Freshly dispatched from the Vatican, Father Andrew Kiernan (Gabriel Byrne) arrives on a mission to either uncover Paige as a stigmatic hoaxster or resolve the enigmatic appearance of her wounds. As both a priest and a scientist, he's been in the business of debunking before. Yet he is surprised to learn that she is not only not Catholic but an atheist devoid of faith, and so her motives for a ruse are unclear and the advent of her Christ-like wounds takes on an air of mystery. Historical precedent is set, however, by Saint Francis of Assisi, who largely came to faith after his stigmatic experience. Sufficiently fascinated, Father Kiernan begins to investigate, befriending Paige, following her around, and witnessing her receive more wounds:  the crown of thorns and the piercing of the feet. According to the movie, nobody gets all five wounds and lives, so Paige's very life may be at stake, too.

What follows is a series of baffling scenes where Paige speaks in demonic voices, is progressively afflicted by her abrasions, and goes on various strange rampages. A series of questions result: If she is an atheist, why does she readily accept that God may be visiting these wounds on her and what would be His reasons for doing so? Is she afflicted by God, the Devil, or someone else entirely? Why is she writing on her wall in Aramaic (the language of Jesus's time), and what does the text mean? Is the Church trying to hide something that she has been possessed by some spirit to uncover? And why do the filmmakers have such a beef with the Catholic Church?
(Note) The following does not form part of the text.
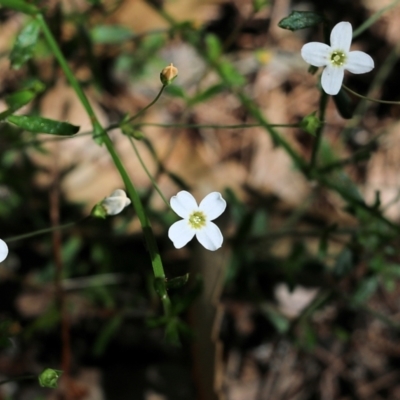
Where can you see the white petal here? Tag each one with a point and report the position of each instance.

In the midst of all this mystery, Paige and Father Kiernan also take a liking to each other that transcends platonic love, but the relationship is seemingly doomed, given his vows of chastity. These vows prove to be little hindrance to Paige, however, when she is seemingly possessed. One of the film's most powerful scenes takes place soon after as Kiernan thwarts her advances and she beats the snot out of him with surprisingly unlady-like power. After her violent rant, she throws herself onto her bed only to have it whisked away right out from under her, leaving her levitating over it. Still suspended in the air, she then rises in a visual depiction of the crucifixion of Jesus to further drive the comparison home (I suppose). Whatever the motivation, it is a dynamic scene. Although it doesn't make a lot of sense in the context of what is happening, the image is riveting and lingering. A rare thrill in an otherwise troubled film.

It would be best to avoid this film if bountiful blood bothers you. The gory, bloodbath scenes in which Paige receives new wounds are quite chaotic cinemagraphically, splicing together her shocking experiences with flashbacks to Christ himself and various stills of icons and religious artistry. The montage of footage is appropriately assaulting enough to the viewer, but unfortunately the abrasive music composed mostly by Smashing Pumpkin's Billy Corgan creates a truly incongruous experience, like a poorly filmed Madonna video in bad taste. Although the scenes themselves are not blasphemous per se, they graphically depict what it might be like for someone to become a stigmatic, but only if they lived in an MTV video.

One only wishes that it were otherwise, because this movie is an interesting story that could have powerfully depicted Christ and his sufferings in a remarkably faith-inspiring way. That it fails has less to do with its clamorous style than its plot development, which involves a secret gospel said to be the very words of Christ that will shake the foundation of the Catholic Church. In the end, the worldview that is espoused is completely and disappointing gnostic in orientation and hinges on a clearly heretical text. It is surprising that Patricia Arquette, an actress who claims that the most important relationship in her life is the one she has with God, would select a movie that espouses something that the Apostle Paul vehemently denounced in his letters. Many unwary movie-goers will find further fuel for Catholic-bashing from this piece, where a Cardinal of the Church who stands against heresy is vilified, and denounced texts like the Gospel of St. Thomas are given undue authority.

On the other hand, in its convoluted and theologically bereft fashion, Stigmata ultimately champions faith in a way. Although true faith that stems from the actual gospels of Jesus Christ is given short shrift, God is still real and faith still counts. At the very least, viewers might be reminded of these words from Isaiah that get to the crux of the real matter:

    Surely he took up our infirmities
        and carried our sorrows
    yet we considered him stricken by God,
        smitten by him, and afflicted
    But he was pierced for our transgressions,
        he was crushed for our iniquities
    the punishment that brought us peace
        was upon him
    and by his wounds we are healed.